What is Aduhelm (aducanumab)?
It is a monoclonal antibody directed against beta-amyloid that is behind the senile plaques characteristic of the disease. Monoclonal antibodies are man-made proteins that act like human antibodies in the immune system and have a very important role in the treatment of cancer or autoimmune diseases.
Biogen, the laboratory behind aducanumab, began developing it in 2015, and over the years, development has been so bumpy that trials were canceled two years ago. This same November, the FDA rejected its approval.
And the (much discussed) clinical trials showed that patients who received the treatment experienced a significant reduction in beta-amyloid plaque; while the patients in the control group had no reduction. Finally and in the face of “an urgent need for treatments”, the drug has obtained accelerated approval for patients with Alzheimer’s in early-stage (and who experience mild cognitive impairment).

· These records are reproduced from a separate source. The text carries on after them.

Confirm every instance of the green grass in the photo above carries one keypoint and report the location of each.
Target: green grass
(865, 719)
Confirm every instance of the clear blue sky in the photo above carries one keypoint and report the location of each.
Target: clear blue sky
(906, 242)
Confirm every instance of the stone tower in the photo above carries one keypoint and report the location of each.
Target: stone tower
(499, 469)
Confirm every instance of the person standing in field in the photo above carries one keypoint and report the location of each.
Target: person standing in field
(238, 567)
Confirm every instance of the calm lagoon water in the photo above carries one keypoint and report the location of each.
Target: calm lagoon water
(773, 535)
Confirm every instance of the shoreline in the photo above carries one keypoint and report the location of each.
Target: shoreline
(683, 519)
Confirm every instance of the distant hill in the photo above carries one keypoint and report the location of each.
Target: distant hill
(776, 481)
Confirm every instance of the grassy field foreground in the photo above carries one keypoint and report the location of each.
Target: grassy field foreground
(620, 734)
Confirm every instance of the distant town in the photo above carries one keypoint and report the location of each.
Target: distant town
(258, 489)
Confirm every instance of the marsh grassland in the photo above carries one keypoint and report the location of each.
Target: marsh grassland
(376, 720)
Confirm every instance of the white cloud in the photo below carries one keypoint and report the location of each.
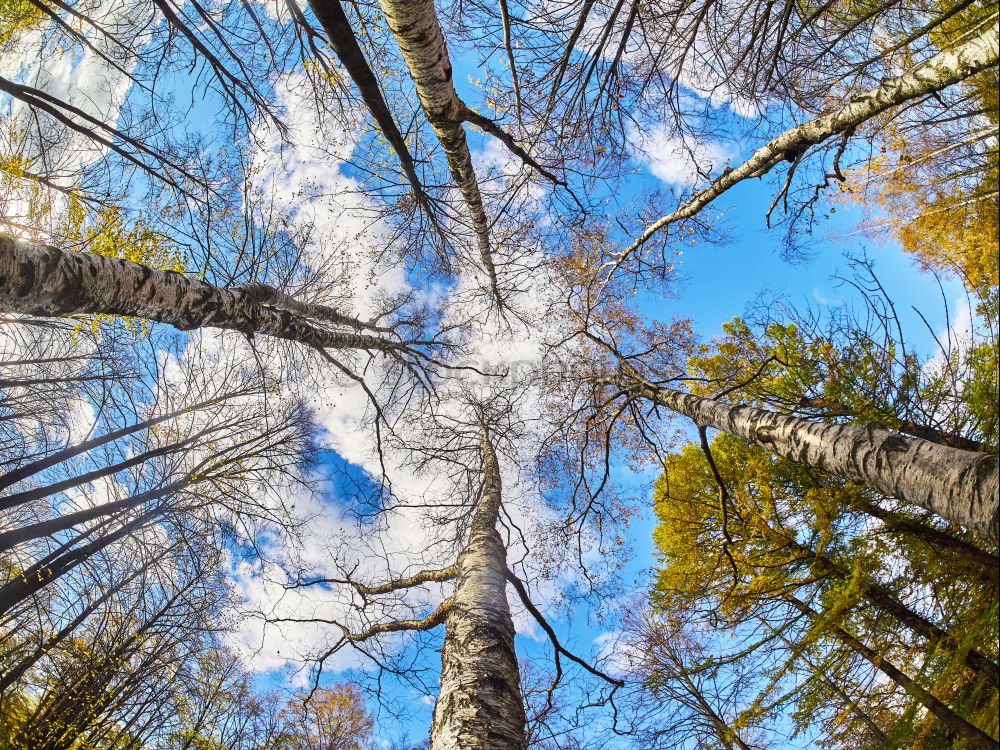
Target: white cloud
(679, 161)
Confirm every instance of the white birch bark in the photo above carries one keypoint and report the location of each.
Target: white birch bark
(933, 75)
(479, 706)
(961, 486)
(415, 26)
(51, 282)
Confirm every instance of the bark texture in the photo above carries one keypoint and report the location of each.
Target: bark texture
(961, 486)
(933, 75)
(415, 26)
(51, 282)
(480, 705)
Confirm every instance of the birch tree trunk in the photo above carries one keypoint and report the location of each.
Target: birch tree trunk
(330, 13)
(415, 26)
(961, 486)
(51, 282)
(480, 705)
(940, 71)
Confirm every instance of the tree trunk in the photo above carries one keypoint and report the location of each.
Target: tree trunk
(883, 599)
(940, 71)
(50, 282)
(414, 24)
(330, 13)
(977, 738)
(480, 705)
(961, 486)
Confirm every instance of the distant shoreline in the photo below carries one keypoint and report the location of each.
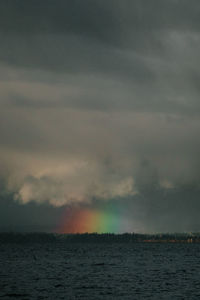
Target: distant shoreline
(100, 237)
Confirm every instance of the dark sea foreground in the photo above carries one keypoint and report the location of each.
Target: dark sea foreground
(67, 269)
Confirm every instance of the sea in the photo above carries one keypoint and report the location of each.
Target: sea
(91, 270)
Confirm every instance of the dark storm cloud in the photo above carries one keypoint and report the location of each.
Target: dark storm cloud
(100, 100)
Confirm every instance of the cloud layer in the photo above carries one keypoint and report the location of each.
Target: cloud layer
(99, 101)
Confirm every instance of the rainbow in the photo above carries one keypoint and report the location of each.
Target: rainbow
(90, 221)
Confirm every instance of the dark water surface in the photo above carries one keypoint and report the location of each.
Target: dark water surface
(64, 270)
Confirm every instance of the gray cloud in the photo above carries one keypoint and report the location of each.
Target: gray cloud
(99, 104)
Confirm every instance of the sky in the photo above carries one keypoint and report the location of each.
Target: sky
(99, 112)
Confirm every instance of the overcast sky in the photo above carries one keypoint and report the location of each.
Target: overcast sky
(99, 107)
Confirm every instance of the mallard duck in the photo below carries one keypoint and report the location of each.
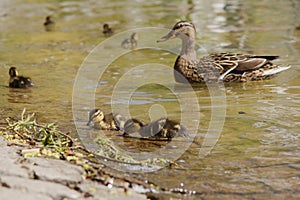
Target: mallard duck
(105, 121)
(49, 24)
(130, 43)
(107, 30)
(161, 128)
(227, 67)
(16, 81)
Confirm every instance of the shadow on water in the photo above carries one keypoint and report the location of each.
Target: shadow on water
(258, 151)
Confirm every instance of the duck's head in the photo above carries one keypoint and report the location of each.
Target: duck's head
(183, 30)
(13, 72)
(95, 115)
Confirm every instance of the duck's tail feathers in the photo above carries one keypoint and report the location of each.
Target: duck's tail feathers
(275, 70)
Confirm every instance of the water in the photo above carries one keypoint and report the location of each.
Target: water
(258, 151)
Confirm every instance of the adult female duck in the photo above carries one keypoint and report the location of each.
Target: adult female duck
(227, 67)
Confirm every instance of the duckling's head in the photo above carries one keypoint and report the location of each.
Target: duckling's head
(132, 126)
(48, 18)
(13, 72)
(105, 27)
(183, 30)
(134, 37)
(95, 115)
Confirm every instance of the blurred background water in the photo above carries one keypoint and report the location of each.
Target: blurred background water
(258, 151)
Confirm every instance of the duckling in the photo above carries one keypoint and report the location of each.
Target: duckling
(16, 81)
(107, 30)
(161, 128)
(49, 24)
(227, 67)
(130, 43)
(106, 121)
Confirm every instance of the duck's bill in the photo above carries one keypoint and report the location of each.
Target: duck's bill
(170, 35)
(89, 122)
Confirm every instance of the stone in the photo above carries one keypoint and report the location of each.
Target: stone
(53, 190)
(55, 170)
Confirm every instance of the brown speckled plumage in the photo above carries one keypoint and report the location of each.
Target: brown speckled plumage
(226, 67)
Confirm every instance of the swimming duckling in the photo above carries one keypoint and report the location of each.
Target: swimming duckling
(131, 42)
(107, 30)
(161, 128)
(106, 121)
(16, 81)
(49, 24)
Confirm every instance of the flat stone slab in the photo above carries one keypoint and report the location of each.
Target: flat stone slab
(38, 187)
(8, 194)
(54, 170)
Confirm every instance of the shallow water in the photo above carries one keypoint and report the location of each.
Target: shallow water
(258, 150)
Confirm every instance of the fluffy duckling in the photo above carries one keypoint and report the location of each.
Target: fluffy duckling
(16, 81)
(130, 43)
(49, 24)
(161, 128)
(106, 121)
(107, 30)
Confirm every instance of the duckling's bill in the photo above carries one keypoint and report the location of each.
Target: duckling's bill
(170, 35)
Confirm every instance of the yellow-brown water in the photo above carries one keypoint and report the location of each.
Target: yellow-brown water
(258, 151)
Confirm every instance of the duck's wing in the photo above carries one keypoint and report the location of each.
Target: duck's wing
(228, 62)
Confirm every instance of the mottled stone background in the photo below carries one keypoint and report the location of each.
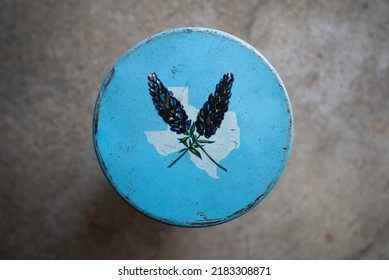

Dosage, Price, and Approvals
According to technical documents, aducanumab is administered intravenously once a month. In the US, each of these infusions will cost about $ 4,312. In Europe, the EMA admitted the drug for study at the end of 2020 and it is expected that we will soon have the decision on the table.
Will aducanumab change anything?
Beyond the efficacy of the drug (which, if the data are correct, could help many mild cases of the disease and delay its progression), the truth is that the main effect of aducanumab will be the stimulus it is causing in the development of drugs. A bad streak of two decades has been broken, it is time to make up for lost time using all available technologies.